Considering the aesthetic importance and as a centre for the study of marine animals, WWF-Pakistan urges a revival and upgrade of Clifton Aquarium so that it can attract tourists, researchers and students. Keeping in step with the current government push to promote tourism in the country, the revival of Clifton Aquarium can be an important step in this direction.

Throughout the world, the number of aquaria, especially those related to marine, have increased. There are large marine aquaria in Singapore, Hong Kong, Dubai and almost all major coastal cities of the world, which serve as tourist attractions, create awareness among the public, and are centres for the study of marine life. Dubai Mall Aquarium, for example, houses thousands of aquatic animals, comprising over 140 species. Over 300 sharks and rays are found here, including the largest collection of sand tiger sharks in the world. More than 1,000 employees manage this aquarium.

Muhammad Moazzam Khan, Technical Advisor (Marine Fisheries), WWF-Pakistan pointed out that an art gallery can be established at any location in the city, but a marine aquarium can only be run along the coastline. He also stressed the need for the immediate revival of Clifton Aquarium. ‘It will be a major contribution towards creating awareness about nature especially the marine environment,’ he added.

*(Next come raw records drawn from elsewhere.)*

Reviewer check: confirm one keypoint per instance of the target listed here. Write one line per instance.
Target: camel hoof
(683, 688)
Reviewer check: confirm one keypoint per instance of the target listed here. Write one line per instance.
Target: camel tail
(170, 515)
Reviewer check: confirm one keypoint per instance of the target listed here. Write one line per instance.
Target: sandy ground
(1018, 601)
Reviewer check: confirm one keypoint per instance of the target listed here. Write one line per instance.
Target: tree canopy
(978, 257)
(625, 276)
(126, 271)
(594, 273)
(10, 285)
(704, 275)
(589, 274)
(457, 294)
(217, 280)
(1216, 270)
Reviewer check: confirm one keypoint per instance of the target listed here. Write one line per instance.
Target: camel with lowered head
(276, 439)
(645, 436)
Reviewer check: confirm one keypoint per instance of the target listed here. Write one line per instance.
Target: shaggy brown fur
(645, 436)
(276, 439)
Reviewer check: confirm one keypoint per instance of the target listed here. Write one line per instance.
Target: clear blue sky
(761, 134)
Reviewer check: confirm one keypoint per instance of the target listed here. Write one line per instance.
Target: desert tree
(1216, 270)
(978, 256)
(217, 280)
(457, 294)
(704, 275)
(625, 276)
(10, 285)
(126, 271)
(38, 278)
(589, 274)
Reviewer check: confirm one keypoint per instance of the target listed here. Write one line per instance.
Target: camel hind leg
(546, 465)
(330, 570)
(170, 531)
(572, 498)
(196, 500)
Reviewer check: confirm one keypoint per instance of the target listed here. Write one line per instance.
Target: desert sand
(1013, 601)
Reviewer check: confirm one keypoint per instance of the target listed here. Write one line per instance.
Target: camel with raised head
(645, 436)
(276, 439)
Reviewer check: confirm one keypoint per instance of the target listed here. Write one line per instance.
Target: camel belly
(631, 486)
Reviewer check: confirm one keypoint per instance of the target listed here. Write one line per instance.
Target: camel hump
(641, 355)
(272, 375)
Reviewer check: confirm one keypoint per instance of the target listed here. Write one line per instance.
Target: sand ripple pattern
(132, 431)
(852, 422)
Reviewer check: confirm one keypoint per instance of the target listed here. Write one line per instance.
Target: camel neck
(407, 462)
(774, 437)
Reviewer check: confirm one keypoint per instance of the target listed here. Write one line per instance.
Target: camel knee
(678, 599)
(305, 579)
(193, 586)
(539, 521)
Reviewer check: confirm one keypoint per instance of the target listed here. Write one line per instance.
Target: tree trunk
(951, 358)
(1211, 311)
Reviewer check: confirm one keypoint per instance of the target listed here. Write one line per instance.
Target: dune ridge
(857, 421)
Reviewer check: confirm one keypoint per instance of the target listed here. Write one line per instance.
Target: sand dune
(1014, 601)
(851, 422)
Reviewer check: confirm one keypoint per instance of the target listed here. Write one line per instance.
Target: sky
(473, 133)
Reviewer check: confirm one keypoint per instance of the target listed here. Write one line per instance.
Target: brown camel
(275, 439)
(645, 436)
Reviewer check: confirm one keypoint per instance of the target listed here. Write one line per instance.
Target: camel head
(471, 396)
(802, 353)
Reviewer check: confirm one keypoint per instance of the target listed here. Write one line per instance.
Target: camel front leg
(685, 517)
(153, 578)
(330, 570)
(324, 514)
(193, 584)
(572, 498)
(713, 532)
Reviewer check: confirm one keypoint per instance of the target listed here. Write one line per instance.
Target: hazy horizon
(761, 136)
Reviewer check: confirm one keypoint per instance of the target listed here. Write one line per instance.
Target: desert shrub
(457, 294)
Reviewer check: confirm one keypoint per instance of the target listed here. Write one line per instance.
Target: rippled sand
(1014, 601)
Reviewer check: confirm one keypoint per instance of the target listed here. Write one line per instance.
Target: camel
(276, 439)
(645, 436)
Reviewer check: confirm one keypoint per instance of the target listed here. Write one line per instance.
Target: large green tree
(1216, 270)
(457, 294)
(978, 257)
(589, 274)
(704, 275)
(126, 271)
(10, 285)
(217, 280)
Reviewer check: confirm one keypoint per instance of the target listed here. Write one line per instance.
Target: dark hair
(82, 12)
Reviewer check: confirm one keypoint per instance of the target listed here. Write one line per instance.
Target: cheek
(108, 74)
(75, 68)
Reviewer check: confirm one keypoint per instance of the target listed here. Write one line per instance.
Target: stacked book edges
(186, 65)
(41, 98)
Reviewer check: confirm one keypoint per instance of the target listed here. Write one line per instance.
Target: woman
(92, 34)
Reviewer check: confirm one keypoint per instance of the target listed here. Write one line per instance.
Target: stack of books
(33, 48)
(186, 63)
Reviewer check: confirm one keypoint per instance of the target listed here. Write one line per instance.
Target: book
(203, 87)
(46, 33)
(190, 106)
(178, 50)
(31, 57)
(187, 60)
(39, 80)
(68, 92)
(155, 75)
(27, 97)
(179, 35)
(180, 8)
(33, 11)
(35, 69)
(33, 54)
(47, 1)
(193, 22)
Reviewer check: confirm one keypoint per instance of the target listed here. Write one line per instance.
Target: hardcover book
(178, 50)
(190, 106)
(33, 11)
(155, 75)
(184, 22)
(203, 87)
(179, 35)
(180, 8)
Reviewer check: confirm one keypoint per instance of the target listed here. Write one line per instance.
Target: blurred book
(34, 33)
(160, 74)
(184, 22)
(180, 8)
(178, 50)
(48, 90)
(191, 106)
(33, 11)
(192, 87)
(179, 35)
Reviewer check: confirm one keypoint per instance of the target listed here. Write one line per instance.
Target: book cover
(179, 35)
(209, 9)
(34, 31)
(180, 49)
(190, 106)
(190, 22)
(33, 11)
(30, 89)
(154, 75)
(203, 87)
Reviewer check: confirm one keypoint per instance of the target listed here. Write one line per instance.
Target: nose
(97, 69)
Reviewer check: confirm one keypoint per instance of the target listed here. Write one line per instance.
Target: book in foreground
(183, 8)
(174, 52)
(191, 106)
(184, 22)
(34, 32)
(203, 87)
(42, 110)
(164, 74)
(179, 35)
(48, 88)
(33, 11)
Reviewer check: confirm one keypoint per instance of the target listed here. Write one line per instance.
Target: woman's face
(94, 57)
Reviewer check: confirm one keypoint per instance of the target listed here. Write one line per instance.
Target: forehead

It may be noted that Karachi’s Natural History Museum was among the leading natural museums of British India. However, after the creation of Pakistan, it was closed down, whereas the Natural History Museum of the Zoological Survey of Pakistan, located at Karachi Fish Harbour, was shifted to Islamabad in 2009. Currently, there is no nature study centre in the city and closing Clifton Aquarium will further deprive the city of an important nature study centre. WWF-Pakistan, therefore, stresses the need to revive Clifton Aquarium, rather than converted it into an art gallery.